Cluster: Fail to reconnect to node

jcstanaway commented 6 years ago

I'm running a simple test with 3 masters + 1 slave per master. If I take down one of the slaves and restart it, ioredis fails to reconnect to that node.

  ioredis:redis status[127.0.0.1:6421]: ready -> close +7s
  ioredis:connection skip reconnecting because `retryStrategy` is not a function +0ms
  ioredis:redis status[127.0.0.1:6421]: close -> end +0ms
Received -node: "127.0.0.1:6421"

Note, however, that retryStrategy is a function. I've repeated this failure with 1) no options supplied new Cluster, 2) with options, but not setting options.redisOptions.retryFunction and 3) with option, but setting options.redisOptions.retryFunction to function() { return 3000; }.

Even long after the node has been restarted and rejoined the cluster (verified with redis-cli cluster slots and cluster nodes), ioredis continues to report the cluster.nodes().length = 5.

So, the only way to recover from this very basic failure mode is for the application to monitor the '-node' event and destroy and re-create the client. This is a bad defect.

I would have hoped that ioredis was periodically monitoring the cluster configuration by periodically performing a cluster slots command, it is clearly impossible for ioredis to detect if new slaves are ever added to the cluster in an expansion scenario.

stale[bot] commented 6 years ago

This issue has been automatically marked as stale because it has not had recent activity. It will be closed after 7 days if no further activity occurs, but feel free to re-open a closed issue if needed.

jcstanaway commented 6 years ago

Keep alive. This issue needs to be resolved.

stale[bot] commented 6 years ago

This issue has been automatically marked as stale because it has not had recent activity. It will be closed after 7 days if no further activity occurs, but feel free to re-open a closed issue if needed.

jcstanaway commented 6 years ago

Keep alive. This issues needs to be resolved.

stale[bot] commented 6 years ago

This issue has been automatically marked as stale because it has not had recent activity. It will be closed after 7 days if no further activity occurs, but feel free to re-open a closed issue if needed.

jcstanaway commented 6 years ago

Keep alive. This issue still needs to be resolved.

stale[bot] commented 6 years ago

This issue has been automatically marked as stale because it has not had recent activity. It will be closed after 7 days if no further activity occurs, but feel free to re-open a closed issue if needed.
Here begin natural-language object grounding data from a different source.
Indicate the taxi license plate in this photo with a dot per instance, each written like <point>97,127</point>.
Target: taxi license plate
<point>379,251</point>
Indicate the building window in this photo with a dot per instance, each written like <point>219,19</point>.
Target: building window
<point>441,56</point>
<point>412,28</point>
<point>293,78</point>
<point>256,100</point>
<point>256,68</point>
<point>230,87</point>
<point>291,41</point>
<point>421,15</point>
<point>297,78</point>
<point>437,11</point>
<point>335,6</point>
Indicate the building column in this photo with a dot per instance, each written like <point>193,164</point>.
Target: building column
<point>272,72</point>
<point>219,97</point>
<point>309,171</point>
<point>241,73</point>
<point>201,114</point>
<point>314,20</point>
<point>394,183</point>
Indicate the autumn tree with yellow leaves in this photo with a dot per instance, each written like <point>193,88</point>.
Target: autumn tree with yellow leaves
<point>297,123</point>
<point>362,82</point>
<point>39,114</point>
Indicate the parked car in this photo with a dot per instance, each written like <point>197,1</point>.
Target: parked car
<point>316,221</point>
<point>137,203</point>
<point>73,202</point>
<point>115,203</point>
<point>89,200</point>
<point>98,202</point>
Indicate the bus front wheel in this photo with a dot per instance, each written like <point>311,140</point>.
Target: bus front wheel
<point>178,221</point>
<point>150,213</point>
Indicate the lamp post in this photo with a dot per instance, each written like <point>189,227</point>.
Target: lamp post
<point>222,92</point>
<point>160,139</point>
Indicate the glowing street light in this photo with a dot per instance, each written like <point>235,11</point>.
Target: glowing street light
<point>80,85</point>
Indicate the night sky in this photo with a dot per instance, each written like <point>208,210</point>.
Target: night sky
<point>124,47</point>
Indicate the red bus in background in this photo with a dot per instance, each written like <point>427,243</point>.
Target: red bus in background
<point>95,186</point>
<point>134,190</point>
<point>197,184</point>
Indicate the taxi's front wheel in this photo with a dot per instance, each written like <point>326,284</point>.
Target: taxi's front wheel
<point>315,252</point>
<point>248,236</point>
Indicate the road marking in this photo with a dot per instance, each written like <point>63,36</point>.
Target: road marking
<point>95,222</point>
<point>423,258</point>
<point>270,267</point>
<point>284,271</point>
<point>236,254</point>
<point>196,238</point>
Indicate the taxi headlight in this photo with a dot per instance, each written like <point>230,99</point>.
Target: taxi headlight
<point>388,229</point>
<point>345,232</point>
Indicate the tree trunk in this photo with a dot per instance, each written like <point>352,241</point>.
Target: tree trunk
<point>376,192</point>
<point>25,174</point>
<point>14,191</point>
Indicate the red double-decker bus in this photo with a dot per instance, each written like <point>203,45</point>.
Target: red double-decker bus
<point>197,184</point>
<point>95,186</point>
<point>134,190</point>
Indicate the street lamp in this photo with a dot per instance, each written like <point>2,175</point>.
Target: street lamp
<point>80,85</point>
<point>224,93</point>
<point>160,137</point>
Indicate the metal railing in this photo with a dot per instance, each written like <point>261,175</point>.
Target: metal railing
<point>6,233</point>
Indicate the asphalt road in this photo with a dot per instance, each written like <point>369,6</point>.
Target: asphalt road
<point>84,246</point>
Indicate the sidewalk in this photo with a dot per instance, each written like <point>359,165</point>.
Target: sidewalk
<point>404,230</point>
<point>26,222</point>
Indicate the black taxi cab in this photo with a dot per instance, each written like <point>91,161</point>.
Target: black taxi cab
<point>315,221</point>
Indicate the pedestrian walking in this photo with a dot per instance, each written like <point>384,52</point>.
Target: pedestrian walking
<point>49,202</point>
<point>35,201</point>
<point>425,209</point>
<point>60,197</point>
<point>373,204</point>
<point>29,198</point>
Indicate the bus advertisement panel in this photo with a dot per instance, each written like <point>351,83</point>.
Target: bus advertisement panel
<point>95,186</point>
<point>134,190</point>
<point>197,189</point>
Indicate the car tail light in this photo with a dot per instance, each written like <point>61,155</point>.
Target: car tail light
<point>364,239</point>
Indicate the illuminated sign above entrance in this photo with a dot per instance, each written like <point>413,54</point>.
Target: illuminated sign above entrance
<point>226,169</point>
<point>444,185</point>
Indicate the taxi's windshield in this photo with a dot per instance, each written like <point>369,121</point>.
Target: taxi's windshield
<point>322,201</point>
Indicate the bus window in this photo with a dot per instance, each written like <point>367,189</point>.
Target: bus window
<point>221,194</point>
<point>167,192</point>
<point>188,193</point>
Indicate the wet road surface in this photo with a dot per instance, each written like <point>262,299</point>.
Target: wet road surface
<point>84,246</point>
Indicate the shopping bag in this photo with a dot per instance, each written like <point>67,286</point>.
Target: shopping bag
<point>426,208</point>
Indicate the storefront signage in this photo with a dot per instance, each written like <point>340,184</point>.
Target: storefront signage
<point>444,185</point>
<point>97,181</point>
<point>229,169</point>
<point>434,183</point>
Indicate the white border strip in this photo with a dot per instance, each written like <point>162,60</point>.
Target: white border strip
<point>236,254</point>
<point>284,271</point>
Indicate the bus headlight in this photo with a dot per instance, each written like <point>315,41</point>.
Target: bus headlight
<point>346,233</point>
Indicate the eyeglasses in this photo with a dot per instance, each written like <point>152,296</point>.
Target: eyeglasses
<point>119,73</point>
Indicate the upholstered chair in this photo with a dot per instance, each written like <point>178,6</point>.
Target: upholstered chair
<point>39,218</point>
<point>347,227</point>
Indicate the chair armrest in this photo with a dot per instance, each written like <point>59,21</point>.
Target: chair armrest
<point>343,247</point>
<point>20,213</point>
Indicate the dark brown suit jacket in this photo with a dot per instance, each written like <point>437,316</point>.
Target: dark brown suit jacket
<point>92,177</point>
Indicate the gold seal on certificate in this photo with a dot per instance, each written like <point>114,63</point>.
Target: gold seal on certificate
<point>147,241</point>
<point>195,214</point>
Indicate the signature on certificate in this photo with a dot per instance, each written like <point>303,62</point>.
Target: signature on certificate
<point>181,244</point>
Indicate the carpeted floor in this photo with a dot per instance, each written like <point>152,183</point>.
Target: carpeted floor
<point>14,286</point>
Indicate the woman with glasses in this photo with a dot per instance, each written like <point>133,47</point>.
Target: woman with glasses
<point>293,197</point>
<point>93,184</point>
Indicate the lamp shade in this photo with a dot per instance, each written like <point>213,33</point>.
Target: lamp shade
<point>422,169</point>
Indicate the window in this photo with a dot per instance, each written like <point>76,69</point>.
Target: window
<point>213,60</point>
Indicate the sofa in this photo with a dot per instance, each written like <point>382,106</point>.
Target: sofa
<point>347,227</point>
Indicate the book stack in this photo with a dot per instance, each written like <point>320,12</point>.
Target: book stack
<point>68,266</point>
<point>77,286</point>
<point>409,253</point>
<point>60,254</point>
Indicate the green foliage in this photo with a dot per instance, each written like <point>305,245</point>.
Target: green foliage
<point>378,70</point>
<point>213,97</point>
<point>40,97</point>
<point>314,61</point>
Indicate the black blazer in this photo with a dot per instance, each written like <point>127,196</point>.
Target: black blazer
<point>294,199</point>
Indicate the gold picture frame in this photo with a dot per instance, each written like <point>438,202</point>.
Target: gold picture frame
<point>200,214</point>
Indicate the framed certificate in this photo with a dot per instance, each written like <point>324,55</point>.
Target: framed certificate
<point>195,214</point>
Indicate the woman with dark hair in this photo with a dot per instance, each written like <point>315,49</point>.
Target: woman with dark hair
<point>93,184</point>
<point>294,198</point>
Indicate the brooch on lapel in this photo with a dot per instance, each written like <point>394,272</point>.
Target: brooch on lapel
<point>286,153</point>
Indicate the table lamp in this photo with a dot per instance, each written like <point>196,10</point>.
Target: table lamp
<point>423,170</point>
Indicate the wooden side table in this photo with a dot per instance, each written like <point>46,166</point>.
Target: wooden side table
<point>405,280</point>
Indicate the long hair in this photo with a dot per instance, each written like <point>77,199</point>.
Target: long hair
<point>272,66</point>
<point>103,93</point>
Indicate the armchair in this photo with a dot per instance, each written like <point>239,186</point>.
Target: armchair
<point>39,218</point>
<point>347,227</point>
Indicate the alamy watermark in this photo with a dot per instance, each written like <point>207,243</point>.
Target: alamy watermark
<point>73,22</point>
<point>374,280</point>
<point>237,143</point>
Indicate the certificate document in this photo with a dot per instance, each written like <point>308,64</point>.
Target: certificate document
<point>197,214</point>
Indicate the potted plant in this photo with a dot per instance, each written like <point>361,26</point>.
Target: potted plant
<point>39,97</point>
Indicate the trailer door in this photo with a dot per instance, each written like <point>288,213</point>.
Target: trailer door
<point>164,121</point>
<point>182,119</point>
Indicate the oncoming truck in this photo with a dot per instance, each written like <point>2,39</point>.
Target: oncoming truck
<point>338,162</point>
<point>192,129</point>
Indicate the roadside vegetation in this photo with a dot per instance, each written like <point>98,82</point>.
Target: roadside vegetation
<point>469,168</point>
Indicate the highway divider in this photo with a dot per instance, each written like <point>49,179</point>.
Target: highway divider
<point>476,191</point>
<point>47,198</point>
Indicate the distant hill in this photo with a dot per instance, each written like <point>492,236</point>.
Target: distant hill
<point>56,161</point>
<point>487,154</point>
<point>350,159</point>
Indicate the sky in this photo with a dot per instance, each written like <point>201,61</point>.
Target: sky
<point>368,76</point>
jcstanaway commented 6 years ago

freshbot

shaharmor commented 6 years ago

Hey @ccs018, as far as I know, ioredis only refreshes the cluster nodes list when there is a slot change.

Can you try to change one of the slots and see if ioredis reconnects to that slave?

You are correct that we should add a refresh interval for the cluster nodes list, I'll see if I can hook something up

jcstanaway commented 6 years ago

@shaharmor , thanks for the response. I could try a slot change, but I believe this also is not immediately detected, but only if an operation results in a MOVED response.

Note that I've raised a couple other related issues regarding how ioredis manages cluster connections. In this particular issue, there is no real change in the cluster topology. Rather one of the nodes failed and ioredis decides to never attempt to reconnect to that node. If you query any node in cluster, that temporarily failed node was never removed from the cluster, yet ioredis decides that it is gone forever. In this scenario, ioredis should not unilaterally remove the node from its view of the cluster, but should continue to retry re-connecting to that node. As I noted above error may be related to the following debug output: ioredis:connection skip reconnecting because `retryStrategy` is not a function +0m yet in my configuration of ioredis, retryStrategy IS a function. I suspect that there is an error in handling the options passed to Cluster().

shaharmor commented 6 years ago

Can you share how you are calling the Redis.Cluster constructor?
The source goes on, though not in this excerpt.